Comment
The title and the introduction of this talk refer to an experiment, which the French physicist Louis Dunoyer conducted in 1911. In this experiment, which confirmed an important hypothesis of the kinetic theory of gases, he demonstrated that sodium atoms behave like a stream of particles (and not like a hydrodynamic stream) when they travel through a vacuum. They form a molecular beam that produces a sharp shadow of an obstacle placed in their way. Subsequently, working with molecular beams became a fruitful method of experimental physics. In this lecture, as he admits close to its end, Rabi guides his audience “only half way through the history of molecular beams”, however. Yet this does not diminish the quality of this lecture – quite the contrary! Focusing on praising Otto Stern, who had received the Nobel Prize in Physics 1943, and on describing his own reminiscences as a “wandering American” post-doc in Europe, he composes a colorful personal view of the history of physics in the 1920s.
Rabi’s lecture is a reverence for Otto Stern. “The reason I am giving this talk is to a great degree in remembrance of this very great German physicist, who unfortunately had to leave his country and its culture.” Rabi explains the discovery of space quantization by Otto Stern and Walther Gerlach in their famous experiment in February 1922, in which they sent a molecular beam of silver atoms in a vacuum through a very inhomogeneous magnetic field and realized that the beam was split in two parts. “This experiment more than almost anyone displays for you the miracle of the laws of nature, now we can call it quantum mechanics, that somehow in all this separation occurs”, Rabi says and goes on to give an account of Stern’s further achievements, which laid the foundation not only for the development of nuclear magnetic resonance spectroscopy. Stern’s surprising results for the magnetic moment, for example, “showed that the proton was far from being elementary in the sense that the electron is but must have a structure of some mysterious kind”. Between 1926 and 1933, Otto Stern applied the molecular beams method “to illuminate problems of the most fundamental nature” and published the results in “one of the most brilliant series of papers, which has occurred in the history of experimental physics”, says Rabi, namely Untersuchungen zu Molekularstrahlen in Zeitschrift für Physik. “They go from 1 to 30”, he recalls. “I had the honor being Nr. 12”.
Rabi’s paper was a result of his work as a post-graduate student in Stern’s lab in 1928. “I had some idea of an experiment and Stern invited me to do”. In the year before, he had obtained his Ph.D. at Columbia University. “I had read with tremendous excitement the theoretical papers which were coming out at that time, de Broglie, Heisenberg, Schrödinger, Dirac, and I felt I had to come to Europe which was the source of all this knowledge and inspiration”, Rabi remembers. “In the United States the only people who had read papers of quantum mechanics were the graduate students but none of the professors “. A “small fellowship” gave him the opportunity to study in Europe for two years.
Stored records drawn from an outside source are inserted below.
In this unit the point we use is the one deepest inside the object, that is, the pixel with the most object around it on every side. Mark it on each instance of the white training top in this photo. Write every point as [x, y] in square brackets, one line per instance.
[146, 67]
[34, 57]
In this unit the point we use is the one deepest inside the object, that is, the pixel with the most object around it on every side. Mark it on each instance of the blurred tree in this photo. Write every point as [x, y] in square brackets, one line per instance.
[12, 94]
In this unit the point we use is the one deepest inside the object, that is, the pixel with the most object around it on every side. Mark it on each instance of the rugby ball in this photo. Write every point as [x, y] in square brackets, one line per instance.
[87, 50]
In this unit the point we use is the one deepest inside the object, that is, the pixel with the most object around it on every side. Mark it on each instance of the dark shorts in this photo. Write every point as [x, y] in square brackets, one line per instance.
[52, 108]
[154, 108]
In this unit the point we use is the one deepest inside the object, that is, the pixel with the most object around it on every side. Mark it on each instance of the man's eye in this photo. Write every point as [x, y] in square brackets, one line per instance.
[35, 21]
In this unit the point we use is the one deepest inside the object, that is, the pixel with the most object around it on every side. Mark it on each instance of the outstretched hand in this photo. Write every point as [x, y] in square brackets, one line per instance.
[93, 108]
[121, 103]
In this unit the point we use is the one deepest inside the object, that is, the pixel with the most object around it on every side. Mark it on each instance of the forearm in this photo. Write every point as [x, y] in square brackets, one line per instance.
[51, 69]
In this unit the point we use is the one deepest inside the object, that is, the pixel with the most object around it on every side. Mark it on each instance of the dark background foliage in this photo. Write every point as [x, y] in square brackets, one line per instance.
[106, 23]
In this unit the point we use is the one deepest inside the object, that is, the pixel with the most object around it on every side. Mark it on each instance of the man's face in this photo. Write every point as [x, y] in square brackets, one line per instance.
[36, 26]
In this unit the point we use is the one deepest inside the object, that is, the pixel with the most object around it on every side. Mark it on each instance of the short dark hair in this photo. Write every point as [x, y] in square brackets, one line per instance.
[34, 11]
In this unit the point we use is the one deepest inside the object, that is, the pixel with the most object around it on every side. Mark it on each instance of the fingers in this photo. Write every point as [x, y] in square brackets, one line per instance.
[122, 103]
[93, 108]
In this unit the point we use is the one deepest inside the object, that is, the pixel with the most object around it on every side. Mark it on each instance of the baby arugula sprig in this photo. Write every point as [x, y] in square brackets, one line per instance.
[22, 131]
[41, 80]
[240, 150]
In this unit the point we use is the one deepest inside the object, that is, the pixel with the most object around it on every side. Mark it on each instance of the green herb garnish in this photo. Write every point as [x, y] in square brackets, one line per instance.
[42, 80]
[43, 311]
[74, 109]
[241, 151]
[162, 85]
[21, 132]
It is both interesting and entertaining to listen to Rabi’s description of his two years in Zürich, Munich, Copenhagen, Hamburg and Leipzig, including his encouraging encounters with all the big shots. His lecture vividly evokes the atmosphere of a time when still a “certain sense of brotherhood” existed amongst physicists. His memories depict how easy it once was for a young man who was “not known at all in the centers of learning to come in on his own and join the community”. About his own Nobel Prize winning work, the invention of the magnetic resonance method, Rabi speaks only very briefly in this lecture and presents his research in noble modesty: “I did carry on some of the work that was started by Otto Stern.”